Metni okurken gecikmenin basit bir unutkanlıktan değil, çeviri zorluğundan kaynaklandığı anlaşılıyor. Öncelikle, Beliy’in şiirle düzyazı, düzyazıyla müzik arasında organik bir bütünlük kurma arayışıyla; ardından Beliy’in çağının siyasi ve toplumsal meselelerine getirdiği felsefi açılımla hazmı kolay bir metin değil elimizdeki. Senfoniler, bütün alışkanlıklar bir kenara bırakılarak okunması gereken, doğrusunu söylemek gerekirse beni de aştığını düşündüğüm bir metin. Bu nedenle okuyacağınız bu yazı eleştirmekten ziyade yazarı ve eserini tanıtmayı amaçlıyor.
Yazı ve ritim
Andrey Beliy, 1880 yılında, Rusya tarihinin en kaotik döneminde dünyaya gelmişti. Üst sınıflara mensup ailesi sayesinde iyi bir eğitim aldı, Batı kültürünü ve felsefesini öğrendi. Edebiyata, özellikle şiire istidatlıydı. Beliy, müzik ve dil arasında bir bileşim denemesi olan Simfoniya (1902) adlı eseriyle ünlenmişti. 1900’ün başlarında art arda şiir kitapları yayımladıktan sonra, ilk romanı Gümüş Güvercini yazdı. İkinci romanı Petersburg (1913) anlatımındaki yenilikler ve zengin olay örgüsüyle büyük yankı uyandırdı. Nikolay Berdyayev’in “Rus kübizminin edebiyat alanındaki bir örneği” olarak nitelediği bu romanı; Vladimir Nabokov, dünya edebiyatının en önemli dört romanı arasında sayacaktı. Bu roman Klasik Rus romanından yeni bir romana doğru açılımın habercisiydi.
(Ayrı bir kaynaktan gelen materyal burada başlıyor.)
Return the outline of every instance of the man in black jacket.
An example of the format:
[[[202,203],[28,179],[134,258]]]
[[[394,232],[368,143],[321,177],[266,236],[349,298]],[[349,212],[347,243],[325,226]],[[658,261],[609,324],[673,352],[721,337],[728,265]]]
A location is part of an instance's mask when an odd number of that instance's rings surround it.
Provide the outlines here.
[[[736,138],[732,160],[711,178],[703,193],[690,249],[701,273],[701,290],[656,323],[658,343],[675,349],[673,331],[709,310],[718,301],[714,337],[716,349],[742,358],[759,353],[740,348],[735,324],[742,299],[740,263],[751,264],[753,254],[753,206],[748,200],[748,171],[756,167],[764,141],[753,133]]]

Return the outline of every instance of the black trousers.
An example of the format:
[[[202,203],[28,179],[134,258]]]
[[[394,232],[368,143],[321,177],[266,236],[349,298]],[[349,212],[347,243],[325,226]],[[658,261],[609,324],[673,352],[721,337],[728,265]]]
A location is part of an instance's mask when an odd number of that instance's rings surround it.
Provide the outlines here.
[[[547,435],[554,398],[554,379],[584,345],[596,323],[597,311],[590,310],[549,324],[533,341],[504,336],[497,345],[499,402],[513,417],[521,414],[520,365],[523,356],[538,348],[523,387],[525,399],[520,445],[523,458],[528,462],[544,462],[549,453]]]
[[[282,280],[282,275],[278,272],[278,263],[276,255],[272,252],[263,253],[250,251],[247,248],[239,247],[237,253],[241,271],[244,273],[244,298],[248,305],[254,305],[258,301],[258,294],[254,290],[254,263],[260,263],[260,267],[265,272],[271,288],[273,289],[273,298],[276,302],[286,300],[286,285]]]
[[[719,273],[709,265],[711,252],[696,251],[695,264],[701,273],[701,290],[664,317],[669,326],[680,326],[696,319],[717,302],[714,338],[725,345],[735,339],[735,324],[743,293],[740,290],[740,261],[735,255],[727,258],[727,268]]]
Matematikten ezoterik bilimlere dek geniş bir ilgi alanına sahip olan Andrey Beliy’in, Rus simgeciliğinin en önemli şair, yazar ve kuramcıları arasında sayıldığı halde; Türkçeye çok geç (neredeyse bir asırlık bir gecikmeyle) çevrilmesi bizim açımızdan büyük bir kayıp.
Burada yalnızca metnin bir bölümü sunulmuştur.